À nos yeux, les entreprises qui considèrent encore ces systèmes uniquement comme une contrainte réglementaire sous-exploitent un outil qui peut réellement transformer la gestion de leurs procédés et de leur image de marque industrielle durable.

Qu’est-ce qu’un système CEMS ? Définition et périmètre #

Un Continuous Emission Monitoring System (CEMS) est un équipement analytique complet conçu pour mesurer en continu la concentration et le taux d’émission de gaz polluants et de particules issus d’une source fixe, généralement une cheminée ou un four. Les principaux polluants surveillés comprennent le CO2, le CO, les NOx, le SO2, les COV, l’O2, les poussières, parfois le HCl, le HF, les HAP, et de plus en plus le mercure total. Les systèmes certifiés selon la norme européenne EN 15267-3 — dont la version en vigueur date de 2023 et remplace celle de 2007 — offrent des gammes de mesure normalisées, rapportées à des conditions de référence de 0 °C et 1013,25 hPa. Cette norme porte les exigences QAL1 de la série EN 14181, celles qui conditionnent l’aptitude d’un analyseur à l’usage réglementaire.

Nous distinguons deux grandes catégories de gaz surveillés : les gaz à l’émission, prélevés directement dans les cheminées et conduites de fumées, et les gaz de procédé internes à l’installation, utilisés pour optimiser des réactions chimiques ou des combustions. Les CEMS se focalisent principalement sur les émissions, mais les industriels les couplent de plus en plus à des capteurs de process pour affiner les réglages. Les paramètres suivis ne se limitent pas aux concentrations ; les systèmes modernes mesurent aussi le débit de gaz, la température, la pression, l’humidité et calculent les émissions cumulées par heure, jour, mois ou année.

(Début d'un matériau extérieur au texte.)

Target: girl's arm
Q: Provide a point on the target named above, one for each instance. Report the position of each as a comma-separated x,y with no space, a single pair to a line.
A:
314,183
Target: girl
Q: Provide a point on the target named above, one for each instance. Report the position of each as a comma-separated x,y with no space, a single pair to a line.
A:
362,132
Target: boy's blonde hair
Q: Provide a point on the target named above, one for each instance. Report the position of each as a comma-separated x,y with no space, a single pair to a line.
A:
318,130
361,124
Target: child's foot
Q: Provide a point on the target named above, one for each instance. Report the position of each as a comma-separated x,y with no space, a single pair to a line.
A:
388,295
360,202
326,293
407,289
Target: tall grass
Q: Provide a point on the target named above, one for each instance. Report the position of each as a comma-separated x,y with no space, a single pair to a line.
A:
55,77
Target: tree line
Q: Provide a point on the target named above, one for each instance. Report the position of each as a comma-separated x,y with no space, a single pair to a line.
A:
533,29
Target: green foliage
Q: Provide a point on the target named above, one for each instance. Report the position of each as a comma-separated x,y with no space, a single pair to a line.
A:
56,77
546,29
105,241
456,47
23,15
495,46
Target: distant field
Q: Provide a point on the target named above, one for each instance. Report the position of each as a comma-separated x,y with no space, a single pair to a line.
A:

  • Secteurs utilisateurs : centrales à charbon, gaz ou biomasse, cimenteries, usines de pâte à papier, installations métallurgiques, raffineries, unités pétrochimiques, incinérateurs de déchets et grandes chaudières industrielles.
  • Enjeux principaux : conformité aux VLE, maîtrise de l’empreinte carbone, pilotage des systèmes de dépollution (désulfuration, dénitrification, filtres à manches, précipitateurs électrostatiques, traitement du mercure).
  • Responsabilité des industriels : démontrer aux autorités de contrôle, comme les DREAL en France, que les émissions restent en deçà des limites fixées et que les dépassements sont gérés, documentés et corrigés.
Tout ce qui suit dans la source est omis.